問1:国家の法定休日の総数が10日間から11日間になることに対して、あなたはどのように考えるか。

問2:メーデー休みを2日間減らす代わりに清明節、端午節、中秋節の3つの法定休日を新たに制定することに対して、あなたはどのように考えるか。

問3:国慶節と春節の連休をそのままにすることに対して、あなたはどのように考えるか。

問4:春節の休みの開始時期を旧暦の1月1日から旧暦の大晦日に変えることに対して、あなたはどのように考えるか。

問5:休日を調整した後、元旦、清明節、メーデー、端午節、中秋節の5つの休日を3連休にする案に対して、あなたはどのように考えるか。

問6:国が全面的に進めようとしている労働者の有給休暇制度に対して、あなたはどのように考えるか。

問7:あなたの職業を次の中から選んでください(選択肢は「国有企業従業員」「外資系企業従業員」「私営企業従業員」「公務員」「事業機関従業員」「その他」)

 これらは問7の回答者の職業を聞く設問以外は全て「支持する」と答えるのが当然のような設問になっており、多くの回答者が「支持する」を選ぶのは当然である、というような意見が出されているのです。

 中国政府は、最近、法律案を作成する時にパブリックコメントをするなど、一般国民の声を聞くようになっていますが、上記の休日改正案に対するアンケートを見ると、「結論先にありき」で、アンケートは単に国民の意見を聞く格好をしただけ、との批判を受けてもしかたがないと思います。
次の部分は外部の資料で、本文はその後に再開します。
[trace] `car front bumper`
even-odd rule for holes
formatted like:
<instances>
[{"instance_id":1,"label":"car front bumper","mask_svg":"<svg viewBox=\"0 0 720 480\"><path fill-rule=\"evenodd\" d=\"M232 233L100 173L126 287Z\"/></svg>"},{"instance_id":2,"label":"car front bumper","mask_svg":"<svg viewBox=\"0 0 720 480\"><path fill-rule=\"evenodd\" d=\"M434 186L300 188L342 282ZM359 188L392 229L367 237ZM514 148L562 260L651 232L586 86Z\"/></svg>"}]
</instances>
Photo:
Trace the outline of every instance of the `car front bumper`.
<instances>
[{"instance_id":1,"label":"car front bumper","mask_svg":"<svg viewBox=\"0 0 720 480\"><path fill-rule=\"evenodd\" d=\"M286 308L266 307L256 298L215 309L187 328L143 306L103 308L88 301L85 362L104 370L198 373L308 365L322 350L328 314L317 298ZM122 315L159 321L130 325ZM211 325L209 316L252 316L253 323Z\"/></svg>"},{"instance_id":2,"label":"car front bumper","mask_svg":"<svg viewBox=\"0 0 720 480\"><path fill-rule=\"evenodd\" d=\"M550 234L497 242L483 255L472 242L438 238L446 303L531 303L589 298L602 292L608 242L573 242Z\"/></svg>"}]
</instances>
 ただ、「こういった設問の設定の仕方はおかしい」という声がネットの掲示板や一部の新聞に掲載されていることがひとつの「救い」で、今後は、政府としてももっときちんと一般国民の声が反映されるようにアンケートの仕方なども変えていくようになるのではないか、と私は期待しています。
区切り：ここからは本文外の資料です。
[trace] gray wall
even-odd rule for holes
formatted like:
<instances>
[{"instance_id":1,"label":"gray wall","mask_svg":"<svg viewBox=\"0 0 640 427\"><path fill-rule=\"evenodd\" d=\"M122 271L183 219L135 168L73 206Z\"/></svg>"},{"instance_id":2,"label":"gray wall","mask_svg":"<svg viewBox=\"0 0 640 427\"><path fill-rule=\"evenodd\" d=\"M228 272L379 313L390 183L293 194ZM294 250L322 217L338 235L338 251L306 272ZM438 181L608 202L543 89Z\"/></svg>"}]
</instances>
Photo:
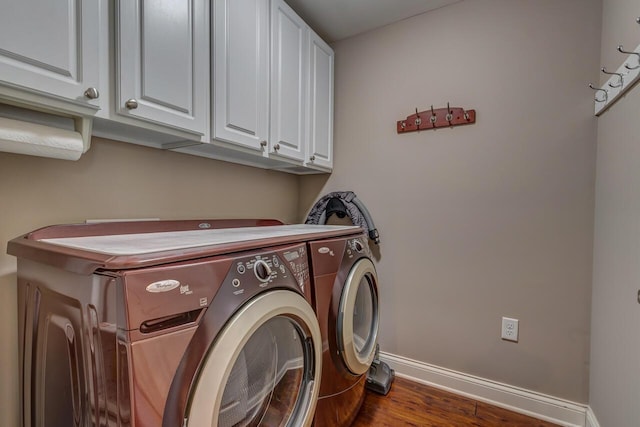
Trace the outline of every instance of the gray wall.
<instances>
[{"instance_id":1,"label":"gray wall","mask_svg":"<svg viewBox=\"0 0 640 427\"><path fill-rule=\"evenodd\" d=\"M601 63L610 70L626 58L618 44L640 43L637 16L637 0L603 2ZM636 86L598 118L590 405L603 427L640 424L639 112Z\"/></svg>"},{"instance_id":2,"label":"gray wall","mask_svg":"<svg viewBox=\"0 0 640 427\"><path fill-rule=\"evenodd\" d=\"M300 211L335 190L371 211L383 351L587 402L600 11L464 1L334 45L335 171ZM447 102L477 123L396 134Z\"/></svg>"},{"instance_id":3,"label":"gray wall","mask_svg":"<svg viewBox=\"0 0 640 427\"><path fill-rule=\"evenodd\" d=\"M16 260L7 241L87 218L297 217L298 178L94 138L77 162L0 152L0 426L18 425Z\"/></svg>"}]
</instances>

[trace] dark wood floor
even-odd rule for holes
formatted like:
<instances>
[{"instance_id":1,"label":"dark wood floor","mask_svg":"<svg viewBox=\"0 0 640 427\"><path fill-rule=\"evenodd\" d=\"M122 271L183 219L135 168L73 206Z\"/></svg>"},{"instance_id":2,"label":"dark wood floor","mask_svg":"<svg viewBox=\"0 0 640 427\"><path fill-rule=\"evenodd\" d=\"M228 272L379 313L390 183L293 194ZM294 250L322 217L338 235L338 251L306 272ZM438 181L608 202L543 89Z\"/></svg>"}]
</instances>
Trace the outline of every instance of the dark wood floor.
<instances>
[{"instance_id":1,"label":"dark wood floor","mask_svg":"<svg viewBox=\"0 0 640 427\"><path fill-rule=\"evenodd\" d=\"M555 424L396 378L386 396L367 392L352 427L365 426L551 427Z\"/></svg>"}]
</instances>

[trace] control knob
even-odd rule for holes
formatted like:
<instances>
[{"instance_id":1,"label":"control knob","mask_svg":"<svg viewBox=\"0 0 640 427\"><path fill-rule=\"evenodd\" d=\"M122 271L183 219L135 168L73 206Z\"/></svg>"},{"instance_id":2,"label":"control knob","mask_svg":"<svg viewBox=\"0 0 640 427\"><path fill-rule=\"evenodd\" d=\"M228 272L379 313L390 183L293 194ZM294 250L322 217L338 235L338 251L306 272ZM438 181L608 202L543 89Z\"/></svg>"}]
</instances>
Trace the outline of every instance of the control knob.
<instances>
[{"instance_id":1,"label":"control knob","mask_svg":"<svg viewBox=\"0 0 640 427\"><path fill-rule=\"evenodd\" d=\"M261 259L253 264L253 272L261 282L268 282L271 278L271 267Z\"/></svg>"},{"instance_id":2,"label":"control knob","mask_svg":"<svg viewBox=\"0 0 640 427\"><path fill-rule=\"evenodd\" d=\"M354 240L353 249L355 249L357 252L362 252L364 250L364 246L362 246L362 242L360 240Z\"/></svg>"}]
</instances>

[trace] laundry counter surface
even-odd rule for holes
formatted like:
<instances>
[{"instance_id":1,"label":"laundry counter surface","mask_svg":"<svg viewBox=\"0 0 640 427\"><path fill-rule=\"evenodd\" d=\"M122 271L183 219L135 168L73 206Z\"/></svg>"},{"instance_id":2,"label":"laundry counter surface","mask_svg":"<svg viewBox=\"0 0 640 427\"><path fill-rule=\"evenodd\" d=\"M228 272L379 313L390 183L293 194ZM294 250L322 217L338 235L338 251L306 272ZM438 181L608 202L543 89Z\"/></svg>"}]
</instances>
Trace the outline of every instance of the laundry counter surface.
<instances>
[{"instance_id":1,"label":"laundry counter surface","mask_svg":"<svg viewBox=\"0 0 640 427\"><path fill-rule=\"evenodd\" d=\"M212 221L215 223L215 221ZM159 258L164 262L192 259L194 256L214 256L265 246L326 239L363 230L355 226L338 225L271 225L237 228L180 229L149 232L163 222L141 222L127 232L114 232L117 225L95 233L95 225L77 225L73 233L68 226L45 227L9 242L8 252L18 258L30 259L82 274L96 270L139 268L152 265ZM167 222L171 224L171 222ZM176 222L180 224L180 222ZM207 222L200 222L209 225ZM86 229L86 235L82 234ZM215 226L214 226L215 227ZM167 228L167 227L165 227ZM170 227L169 227L170 228ZM59 230L59 231L58 231ZM46 236L46 237L42 237Z\"/></svg>"}]
</instances>

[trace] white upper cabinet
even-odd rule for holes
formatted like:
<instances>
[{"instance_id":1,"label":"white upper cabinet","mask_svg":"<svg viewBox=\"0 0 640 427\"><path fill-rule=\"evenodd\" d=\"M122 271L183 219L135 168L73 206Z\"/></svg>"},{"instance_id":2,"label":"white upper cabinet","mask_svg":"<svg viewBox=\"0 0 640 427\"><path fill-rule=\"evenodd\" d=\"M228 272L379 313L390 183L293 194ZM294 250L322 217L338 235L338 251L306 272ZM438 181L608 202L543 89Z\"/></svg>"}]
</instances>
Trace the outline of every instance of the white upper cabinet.
<instances>
[{"instance_id":1,"label":"white upper cabinet","mask_svg":"<svg viewBox=\"0 0 640 427\"><path fill-rule=\"evenodd\" d=\"M213 138L266 155L269 1L213 5Z\"/></svg>"},{"instance_id":2,"label":"white upper cabinet","mask_svg":"<svg viewBox=\"0 0 640 427\"><path fill-rule=\"evenodd\" d=\"M330 171L331 48L284 0L214 5L213 144L257 154L265 167Z\"/></svg>"},{"instance_id":3,"label":"white upper cabinet","mask_svg":"<svg viewBox=\"0 0 640 427\"><path fill-rule=\"evenodd\" d=\"M117 113L205 134L208 1L121 0L116 39Z\"/></svg>"},{"instance_id":4,"label":"white upper cabinet","mask_svg":"<svg viewBox=\"0 0 640 427\"><path fill-rule=\"evenodd\" d=\"M100 137L330 172L333 71L286 0L0 0L0 103Z\"/></svg>"},{"instance_id":5,"label":"white upper cabinet","mask_svg":"<svg viewBox=\"0 0 640 427\"><path fill-rule=\"evenodd\" d=\"M307 166L333 167L334 53L316 33L309 33L309 99Z\"/></svg>"},{"instance_id":6,"label":"white upper cabinet","mask_svg":"<svg viewBox=\"0 0 640 427\"><path fill-rule=\"evenodd\" d=\"M270 152L298 160L305 157L308 81L307 24L283 0L271 3Z\"/></svg>"},{"instance_id":7,"label":"white upper cabinet","mask_svg":"<svg viewBox=\"0 0 640 427\"><path fill-rule=\"evenodd\" d=\"M0 83L98 109L96 0L0 0Z\"/></svg>"}]
</instances>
 いずれにせよ、この休日変更案は来年3月の全人大で決定されれば来年5月のメーデーから実施されますので、メーデー連休を見込んで旅行の予約などを始めていた旅行会社などは対応におおわらわのようです。中国では、こういう変更が時間的余裕なしに急に決まるので、年間スケジュールが立てられなくて困ります。こういった政策の決め方が「中国の政策は今後どうなるかわからない」というイメージを多くの人に与えるので、もうちょっと影響を受ける側の身に立った政策決定をして欲しいと思います。